Николай слушал, а мысли были там, в палате, у бледного, как наволочка, родного лица.
— Ты не волнуйся, — сказал Гребенников.— Надя — крепкий человек, перенесет болезнь. Если что-нибудь нужно от меня в смысле средств, скажи.
Когда Надежде стало лучше, Журбе разрешили, наконец, посетить больную. Он шел по коридору с сжавшимся в комок сердцем, шел, ступая на носки, чтобы ничем не нарушить тишины, которая действовала здесь наравне с лекарствами и, вероятно, прописывалась докторами при обходе палат. Сквозь открытые двери виднелись выкрашенные белой краской кровати и тумбочки. Больные в бумазейных халатах сидели на постелях или учились ходить, ослабев после продолжительного лежания.
Когда увидел Надю, впервые в жизни у него задергалось лицо. Он видел ее впалые щеки, черноту вокруг глаз. Николай стоял у кровати и не выпускал желтую, невесомую, как осенний лист, руку.
— У меня только что был Гребенников. Вы все не забываете меня. Спасибо вам... — сказала Надя тихим голосом.
И оттого, что она благодарила его и других за то, что они не оставили ее в беде, было так тяжело и так странно, что Николай не находил слов. «Она говорит так, как будто между нею, больною, и нами, здоровыми, лежит какая-то невидимая для нас, но видимая, ощущаемая ею грань, разделяющая людей на два мира. Значит, к больным надо относиться особенно чутко не потому только, что они физически слабы и нуждаются в помощи, но и потому, что сознанию их нанесена травма».

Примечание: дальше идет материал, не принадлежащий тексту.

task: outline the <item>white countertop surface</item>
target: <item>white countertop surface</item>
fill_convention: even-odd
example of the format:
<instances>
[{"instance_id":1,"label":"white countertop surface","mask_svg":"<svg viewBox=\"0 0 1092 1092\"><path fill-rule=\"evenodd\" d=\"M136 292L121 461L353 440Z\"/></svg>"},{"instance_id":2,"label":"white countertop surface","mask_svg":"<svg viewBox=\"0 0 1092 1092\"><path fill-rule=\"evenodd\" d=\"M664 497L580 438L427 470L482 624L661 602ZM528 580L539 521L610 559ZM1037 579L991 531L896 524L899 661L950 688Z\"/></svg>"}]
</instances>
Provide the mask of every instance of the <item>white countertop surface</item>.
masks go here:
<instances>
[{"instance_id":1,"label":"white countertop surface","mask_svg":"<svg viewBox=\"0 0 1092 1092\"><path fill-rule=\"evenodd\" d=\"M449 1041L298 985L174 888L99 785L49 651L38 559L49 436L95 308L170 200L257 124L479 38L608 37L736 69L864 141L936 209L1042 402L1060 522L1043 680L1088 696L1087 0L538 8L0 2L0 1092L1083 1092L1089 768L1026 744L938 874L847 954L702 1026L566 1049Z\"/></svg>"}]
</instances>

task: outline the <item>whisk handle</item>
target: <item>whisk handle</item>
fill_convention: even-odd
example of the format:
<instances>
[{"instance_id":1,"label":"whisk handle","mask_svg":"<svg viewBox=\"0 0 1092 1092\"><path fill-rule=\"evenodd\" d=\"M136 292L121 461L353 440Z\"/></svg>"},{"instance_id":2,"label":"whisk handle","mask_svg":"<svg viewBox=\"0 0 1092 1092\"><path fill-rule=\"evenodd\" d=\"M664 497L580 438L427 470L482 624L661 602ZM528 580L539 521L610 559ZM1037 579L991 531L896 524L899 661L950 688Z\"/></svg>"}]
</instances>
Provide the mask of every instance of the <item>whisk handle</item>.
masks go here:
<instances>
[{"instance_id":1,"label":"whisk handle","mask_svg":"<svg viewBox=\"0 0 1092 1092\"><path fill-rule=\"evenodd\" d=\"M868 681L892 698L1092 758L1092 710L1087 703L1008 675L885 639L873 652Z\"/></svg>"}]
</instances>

Дни шли, и силы, хотя медленно, возвращались. К Надежде приходили Николай, Гребенников, Женя Столярова; несколько раз навестил ее профессор Бунчужный. Надя очень остро воспринимала отношение людей к себе, взвешивала каждое сказанное слово, порой была излишне строга к людям, придирчива, раздражительна. Она вспомнила свой приезд... Николай не встретил. И с новой силой обида обожгла ее... Ей вдруг показалось, что Николай никогда не любил ее так, как она хотела.